The now-60-year-old Bronx man served 25 years in prison for a sexual assault that he didn't commit.
His best friend Thomas Curry said he always believed Ruiz was innocent.
"I knew they made a big mistake. Back in those days, the police weren't really investigating things that they should have been doing,” Curry said.
The alleged attack occurred in 1984 in East Harlem. Again and again, prosecutors pressed Ruiz to take a plea deal — at one point even offering a sentence of only one-and-a-half to three years. But he refused.
“I didn't want to take no deal because I'm not a criminal,” Ruiz said.
He was convicted in 1985, sent to prison, and denied parole again and again. He served his full sentence.
“I was thinking about my freedom the whole time I was in there,” Ruiz said.
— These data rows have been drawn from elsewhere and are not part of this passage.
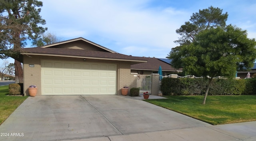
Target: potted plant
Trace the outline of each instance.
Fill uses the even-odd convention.
[[[144,99],[148,99],[148,97],[149,97],[149,95],[148,94],[147,91],[143,93],[143,97],[144,97]]]
[[[122,88],[122,95],[127,95],[128,93],[128,87],[124,86]]]
[[[36,92],[37,92],[36,86],[35,85],[30,85],[28,89],[29,96],[34,97],[36,95]]]

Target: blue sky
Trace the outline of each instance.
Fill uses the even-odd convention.
[[[82,37],[128,55],[165,58],[177,46],[174,41],[180,36],[176,30],[193,13],[211,6],[228,12],[227,24],[246,30],[248,38],[256,38],[254,0],[41,1],[40,15],[48,32],[64,40]]]

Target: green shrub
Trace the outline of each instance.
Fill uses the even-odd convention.
[[[140,89],[137,87],[132,87],[130,90],[131,96],[138,96],[140,94]]]
[[[16,95],[20,94],[20,86],[18,84],[12,83],[9,85],[9,94]]]
[[[170,95],[180,93],[180,79],[173,78],[163,78],[161,81],[161,91],[163,95]]]
[[[244,95],[256,94],[256,78],[244,79],[246,83],[246,88],[243,91]]]
[[[161,91],[163,95],[203,95],[209,82],[204,78],[164,78]],[[214,79],[209,95],[256,94],[256,78],[236,80]]]

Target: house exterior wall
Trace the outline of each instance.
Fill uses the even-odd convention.
[[[151,94],[158,95],[159,93],[159,74],[151,74]]]
[[[120,62],[119,64],[119,87],[118,95],[122,95],[121,89],[124,86],[129,87],[137,87],[137,73],[131,73],[131,64],[129,62]]]
[[[24,56],[23,59],[24,83],[24,88],[25,95],[28,95],[28,87],[32,85],[38,87],[37,95],[42,95],[41,62],[42,60],[58,60],[61,61],[84,61],[83,58],[75,58],[66,57],[44,56],[31,55]],[[88,62],[96,62],[116,64],[117,70],[116,89],[117,95],[122,95],[121,89],[124,86],[132,87],[137,87],[137,75],[130,72],[130,62],[118,61],[102,60],[100,60],[86,59]],[[29,64],[34,65],[34,67],[30,67]]]
[[[34,85],[37,88],[37,95],[41,93],[41,60],[38,57],[30,58],[27,56],[23,57],[24,94],[29,95],[28,87]],[[34,65],[34,67],[30,67],[29,65]]]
More than a decade ago, the Conviction Integrity Unit of the Manhattan's District Attorney's Office referred the case to the Innocence Project. The prosecution's case was based on a single and, ultimately, faulty witness identification.
The late Manhattan Assistant District Attorney Bill Tendy convinced the Innocence Project to take on Ruiz's case. He had worked with private investigator Michael Benvie.
“I'm just happy for him, that's all I'd like to say. I'm just very happy for him,” Benvie said.
“A prosecutor’s job is not just to seek convictions, but to seek justice, to improve prosecutorial practices on the front end and prevent wrongful convictions from happening in the first place,” the Manhattan DA's office said in a statement.
Seema Saifee is a senior staff attorney with the Innocence Project. She said the process was incredibly challenging.
“One thing that is just so shocking is how exhaustingly difficult it is to get an innocent person out of prison and how, in a second, an innocent person can be convicted,” Saifee said.
Ruiz's court records will be sealed and his name taken off all sex offender registries. His family said it is hard not to be angry.
Ruiz's mother died soon after his release, and he lost a quarter century of his life, but they said life for them starts right now.
“I feel like I was reborn again and can start all over with my brother,” said Maria Ruiz, Rafael’s sister.
Ruiz said he wants to spend the rest of his days with his family and maybe find a wife.